Vidros estilhaçados.
É bom ver tons diferentes.
Um colorido surpreende, em uma sociedade descrente.
Já me acostumei com as cores frias de nossas vielas
E com a apatia das pessoas que vivem nelas.

Colocar as lentes para ajudar a enxergar, foi como tirar uma película que cobria o olhar.
O irônico foi utilizar um artifício material para enxergar o mundo de uma maneira mais legal.
Mais físico e não tão virtual.
Utilizar de meios para apreciar melhor o que há de se enxergar.
A poeira deu lugar a cores vivas como o azul do céu ou o verde do mar.
E lá se foi o cinza do concreto.
Sinto-me até mais desperto.
Me expando ereto e a preguiça sai de perto. 

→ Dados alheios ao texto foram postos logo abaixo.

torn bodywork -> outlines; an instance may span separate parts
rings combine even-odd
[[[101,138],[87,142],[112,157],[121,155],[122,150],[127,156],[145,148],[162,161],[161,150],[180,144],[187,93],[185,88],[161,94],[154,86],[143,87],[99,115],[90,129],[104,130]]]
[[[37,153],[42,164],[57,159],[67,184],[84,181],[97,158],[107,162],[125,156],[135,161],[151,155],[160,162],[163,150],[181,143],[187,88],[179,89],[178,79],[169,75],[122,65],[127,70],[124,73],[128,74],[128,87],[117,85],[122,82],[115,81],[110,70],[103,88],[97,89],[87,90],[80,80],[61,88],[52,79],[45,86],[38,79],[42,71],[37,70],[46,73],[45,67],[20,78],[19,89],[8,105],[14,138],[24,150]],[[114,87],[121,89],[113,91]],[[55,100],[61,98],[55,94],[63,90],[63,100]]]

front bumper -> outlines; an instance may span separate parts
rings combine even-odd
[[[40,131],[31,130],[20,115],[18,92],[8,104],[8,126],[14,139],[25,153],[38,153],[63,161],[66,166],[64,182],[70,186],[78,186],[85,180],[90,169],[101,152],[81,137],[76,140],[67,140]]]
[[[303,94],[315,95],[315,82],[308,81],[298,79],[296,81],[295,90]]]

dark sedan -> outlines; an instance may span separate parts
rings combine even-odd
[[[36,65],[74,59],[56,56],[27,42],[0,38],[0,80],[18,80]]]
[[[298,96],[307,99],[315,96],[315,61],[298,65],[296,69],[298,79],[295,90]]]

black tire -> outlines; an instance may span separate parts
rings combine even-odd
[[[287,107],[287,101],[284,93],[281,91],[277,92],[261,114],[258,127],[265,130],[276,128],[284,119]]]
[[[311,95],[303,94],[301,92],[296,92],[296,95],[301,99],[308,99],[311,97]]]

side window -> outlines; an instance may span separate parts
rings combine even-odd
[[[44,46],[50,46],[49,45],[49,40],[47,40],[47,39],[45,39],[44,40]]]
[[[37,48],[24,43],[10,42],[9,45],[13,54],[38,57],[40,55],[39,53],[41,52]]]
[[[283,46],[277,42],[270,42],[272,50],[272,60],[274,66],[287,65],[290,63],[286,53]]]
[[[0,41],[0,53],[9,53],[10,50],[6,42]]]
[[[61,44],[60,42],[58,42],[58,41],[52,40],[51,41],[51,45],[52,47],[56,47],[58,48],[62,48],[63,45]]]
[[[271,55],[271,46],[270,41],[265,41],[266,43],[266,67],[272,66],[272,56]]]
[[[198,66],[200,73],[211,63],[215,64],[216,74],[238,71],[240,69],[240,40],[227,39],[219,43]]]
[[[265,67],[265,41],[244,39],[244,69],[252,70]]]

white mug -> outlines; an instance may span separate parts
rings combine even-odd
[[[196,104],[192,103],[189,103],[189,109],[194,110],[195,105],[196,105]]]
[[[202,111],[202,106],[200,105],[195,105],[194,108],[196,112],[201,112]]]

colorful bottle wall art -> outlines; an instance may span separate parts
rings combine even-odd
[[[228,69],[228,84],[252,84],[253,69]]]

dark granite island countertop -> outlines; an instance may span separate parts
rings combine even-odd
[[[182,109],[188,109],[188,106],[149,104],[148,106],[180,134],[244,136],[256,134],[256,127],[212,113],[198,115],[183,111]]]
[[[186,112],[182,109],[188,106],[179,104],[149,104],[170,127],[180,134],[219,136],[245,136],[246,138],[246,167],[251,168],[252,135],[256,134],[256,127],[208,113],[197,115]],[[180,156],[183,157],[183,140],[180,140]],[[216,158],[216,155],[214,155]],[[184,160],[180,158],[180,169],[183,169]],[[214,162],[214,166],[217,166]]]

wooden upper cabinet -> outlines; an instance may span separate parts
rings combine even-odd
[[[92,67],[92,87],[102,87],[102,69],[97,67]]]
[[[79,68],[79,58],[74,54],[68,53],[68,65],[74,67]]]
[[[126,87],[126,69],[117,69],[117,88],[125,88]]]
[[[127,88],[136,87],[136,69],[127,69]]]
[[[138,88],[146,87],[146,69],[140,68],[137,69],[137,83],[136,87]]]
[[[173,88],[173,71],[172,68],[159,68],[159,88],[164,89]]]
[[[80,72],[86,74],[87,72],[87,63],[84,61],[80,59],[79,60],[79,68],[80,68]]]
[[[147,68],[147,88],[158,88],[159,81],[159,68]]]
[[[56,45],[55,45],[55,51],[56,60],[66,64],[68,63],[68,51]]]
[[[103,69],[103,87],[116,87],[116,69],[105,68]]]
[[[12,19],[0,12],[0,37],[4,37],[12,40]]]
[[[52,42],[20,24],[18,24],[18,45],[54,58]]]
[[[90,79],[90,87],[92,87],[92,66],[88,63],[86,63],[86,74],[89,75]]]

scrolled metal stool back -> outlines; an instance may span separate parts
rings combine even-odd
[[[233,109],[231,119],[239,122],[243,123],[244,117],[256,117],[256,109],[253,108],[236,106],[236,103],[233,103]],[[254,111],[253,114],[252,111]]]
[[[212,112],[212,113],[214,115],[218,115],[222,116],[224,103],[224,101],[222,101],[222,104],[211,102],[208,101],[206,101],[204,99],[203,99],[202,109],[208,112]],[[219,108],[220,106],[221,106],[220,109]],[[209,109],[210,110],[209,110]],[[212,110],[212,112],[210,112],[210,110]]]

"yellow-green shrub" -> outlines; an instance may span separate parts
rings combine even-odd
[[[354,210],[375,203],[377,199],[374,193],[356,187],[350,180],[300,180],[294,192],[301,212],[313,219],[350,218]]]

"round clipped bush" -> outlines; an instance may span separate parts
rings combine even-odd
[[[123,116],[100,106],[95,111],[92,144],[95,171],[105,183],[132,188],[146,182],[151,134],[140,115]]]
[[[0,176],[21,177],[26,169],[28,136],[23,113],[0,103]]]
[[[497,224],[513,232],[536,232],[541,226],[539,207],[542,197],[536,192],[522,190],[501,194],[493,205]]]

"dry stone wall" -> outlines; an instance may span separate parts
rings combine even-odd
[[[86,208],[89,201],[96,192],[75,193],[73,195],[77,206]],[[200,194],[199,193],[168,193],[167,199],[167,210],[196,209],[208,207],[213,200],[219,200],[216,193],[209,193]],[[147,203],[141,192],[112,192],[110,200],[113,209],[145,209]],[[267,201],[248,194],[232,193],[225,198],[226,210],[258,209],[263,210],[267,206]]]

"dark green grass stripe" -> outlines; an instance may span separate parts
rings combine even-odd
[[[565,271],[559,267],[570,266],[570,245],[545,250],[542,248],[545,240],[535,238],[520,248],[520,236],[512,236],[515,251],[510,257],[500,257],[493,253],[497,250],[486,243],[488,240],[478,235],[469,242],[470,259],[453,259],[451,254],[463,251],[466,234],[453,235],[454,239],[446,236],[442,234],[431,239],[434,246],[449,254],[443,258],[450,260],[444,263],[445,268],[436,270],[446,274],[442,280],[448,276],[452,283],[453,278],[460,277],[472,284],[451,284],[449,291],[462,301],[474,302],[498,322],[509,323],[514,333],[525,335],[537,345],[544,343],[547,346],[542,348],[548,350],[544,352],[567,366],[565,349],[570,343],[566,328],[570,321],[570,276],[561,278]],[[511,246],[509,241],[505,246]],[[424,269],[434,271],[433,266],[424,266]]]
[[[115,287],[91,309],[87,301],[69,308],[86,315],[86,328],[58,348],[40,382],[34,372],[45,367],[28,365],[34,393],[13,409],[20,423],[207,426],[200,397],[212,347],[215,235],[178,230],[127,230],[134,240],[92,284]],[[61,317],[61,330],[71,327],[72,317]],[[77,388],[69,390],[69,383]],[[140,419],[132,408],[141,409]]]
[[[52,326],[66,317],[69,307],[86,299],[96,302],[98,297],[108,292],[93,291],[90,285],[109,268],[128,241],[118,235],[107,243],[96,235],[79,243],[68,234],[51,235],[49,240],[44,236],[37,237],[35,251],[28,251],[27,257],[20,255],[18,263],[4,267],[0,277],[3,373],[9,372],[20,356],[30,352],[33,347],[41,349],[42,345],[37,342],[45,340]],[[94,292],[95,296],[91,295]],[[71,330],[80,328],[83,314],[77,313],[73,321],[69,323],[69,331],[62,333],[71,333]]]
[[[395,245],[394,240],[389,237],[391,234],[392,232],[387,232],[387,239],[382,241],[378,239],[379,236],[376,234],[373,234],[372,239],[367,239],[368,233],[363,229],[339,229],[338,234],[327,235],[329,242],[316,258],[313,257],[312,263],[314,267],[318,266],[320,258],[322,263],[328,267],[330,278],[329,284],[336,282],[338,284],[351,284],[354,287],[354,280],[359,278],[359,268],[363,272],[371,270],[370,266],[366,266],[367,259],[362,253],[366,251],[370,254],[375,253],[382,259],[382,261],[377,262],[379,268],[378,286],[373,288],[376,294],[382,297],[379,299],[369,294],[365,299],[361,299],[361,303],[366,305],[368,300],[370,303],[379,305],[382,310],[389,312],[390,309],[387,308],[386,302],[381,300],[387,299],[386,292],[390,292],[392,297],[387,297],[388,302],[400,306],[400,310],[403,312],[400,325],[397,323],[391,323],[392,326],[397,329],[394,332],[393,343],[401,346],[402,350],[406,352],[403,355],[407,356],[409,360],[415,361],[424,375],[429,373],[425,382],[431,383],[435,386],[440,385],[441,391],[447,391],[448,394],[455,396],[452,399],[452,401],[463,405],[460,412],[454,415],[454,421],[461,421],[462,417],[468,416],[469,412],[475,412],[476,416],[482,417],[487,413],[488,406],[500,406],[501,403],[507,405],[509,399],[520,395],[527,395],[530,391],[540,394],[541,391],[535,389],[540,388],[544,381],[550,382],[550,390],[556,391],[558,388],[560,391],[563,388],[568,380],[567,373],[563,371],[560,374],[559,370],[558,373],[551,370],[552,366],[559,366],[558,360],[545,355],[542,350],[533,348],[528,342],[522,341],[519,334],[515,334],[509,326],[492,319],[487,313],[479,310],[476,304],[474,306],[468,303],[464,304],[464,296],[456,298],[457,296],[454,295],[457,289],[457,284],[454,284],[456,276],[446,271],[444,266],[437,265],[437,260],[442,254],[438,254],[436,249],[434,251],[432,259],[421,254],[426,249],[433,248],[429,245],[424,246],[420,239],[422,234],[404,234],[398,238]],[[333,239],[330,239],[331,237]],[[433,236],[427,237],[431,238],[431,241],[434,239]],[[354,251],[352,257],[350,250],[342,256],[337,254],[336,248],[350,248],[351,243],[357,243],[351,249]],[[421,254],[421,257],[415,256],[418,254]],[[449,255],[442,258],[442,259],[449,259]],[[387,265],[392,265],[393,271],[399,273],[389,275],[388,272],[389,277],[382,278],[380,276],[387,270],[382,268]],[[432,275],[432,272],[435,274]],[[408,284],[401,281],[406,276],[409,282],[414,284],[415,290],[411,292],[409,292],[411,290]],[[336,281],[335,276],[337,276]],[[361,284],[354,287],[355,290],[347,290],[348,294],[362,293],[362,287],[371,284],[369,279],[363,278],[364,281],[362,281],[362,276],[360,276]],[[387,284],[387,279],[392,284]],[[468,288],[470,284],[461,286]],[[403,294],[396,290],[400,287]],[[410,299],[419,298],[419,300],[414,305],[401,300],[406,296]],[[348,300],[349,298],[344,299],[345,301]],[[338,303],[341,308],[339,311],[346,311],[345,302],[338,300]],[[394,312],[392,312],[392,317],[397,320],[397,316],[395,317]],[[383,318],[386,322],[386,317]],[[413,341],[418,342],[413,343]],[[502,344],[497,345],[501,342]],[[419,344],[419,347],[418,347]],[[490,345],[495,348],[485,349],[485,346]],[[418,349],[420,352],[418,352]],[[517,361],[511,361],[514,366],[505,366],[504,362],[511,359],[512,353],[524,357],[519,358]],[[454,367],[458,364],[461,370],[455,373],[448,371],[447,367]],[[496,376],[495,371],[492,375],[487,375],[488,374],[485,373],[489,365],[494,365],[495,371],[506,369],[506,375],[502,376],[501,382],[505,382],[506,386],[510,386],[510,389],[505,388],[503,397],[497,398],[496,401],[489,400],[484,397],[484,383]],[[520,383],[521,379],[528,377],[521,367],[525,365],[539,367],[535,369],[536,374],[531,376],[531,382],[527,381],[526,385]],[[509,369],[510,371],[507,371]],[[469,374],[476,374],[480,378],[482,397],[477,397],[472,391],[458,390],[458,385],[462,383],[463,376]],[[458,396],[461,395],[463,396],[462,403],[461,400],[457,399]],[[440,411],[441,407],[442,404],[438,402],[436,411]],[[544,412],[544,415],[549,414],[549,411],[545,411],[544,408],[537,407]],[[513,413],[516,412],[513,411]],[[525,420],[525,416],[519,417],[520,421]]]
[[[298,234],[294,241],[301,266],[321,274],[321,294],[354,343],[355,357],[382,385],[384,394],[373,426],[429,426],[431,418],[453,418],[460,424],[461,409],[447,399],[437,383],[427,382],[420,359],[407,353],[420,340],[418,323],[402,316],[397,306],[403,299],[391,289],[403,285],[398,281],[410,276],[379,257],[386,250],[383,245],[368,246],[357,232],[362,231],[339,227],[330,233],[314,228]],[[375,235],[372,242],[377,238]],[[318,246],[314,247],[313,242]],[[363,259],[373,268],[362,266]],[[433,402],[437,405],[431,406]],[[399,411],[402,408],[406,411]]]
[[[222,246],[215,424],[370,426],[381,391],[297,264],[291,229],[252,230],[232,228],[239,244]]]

Percebi o céu azul infinitamente maior do que as nuvens dispersas no firmamento.
Vi a tonalidade das Iris das pessoas que passavam por mim absortas em pensamentos.
Estava achando que nesta primavera haviam poucas cores, e as raras árvores eram cinzentas.
Entretanto, com as lentes, vejo o tom verdejante das folhas, e a vivacidade das contáveis flores da cidade.
Elas seguem resistindo ao ser destrutivo que é o homem.
Um dia até mesmo estas poucas somem.

Alimento meus neurônios com um pouco disso e me permito ter esperança.
Esqueço-me das coisas negativas e volto a minha atenção para a época que era criança....inspiro e expiro.
Respiro longa e profundamente por diversas vezes.
Renovo o Ar em meu sangue e faço minha própria fotossíntese.
Reforço a fé no que eu já nem sei...
Talvez com esperança possa sonhar.
Por enquanto vou me enganar, não vou gritar e nem esbravejar.
Vou deixar as lentes aqui no mesmo lugar.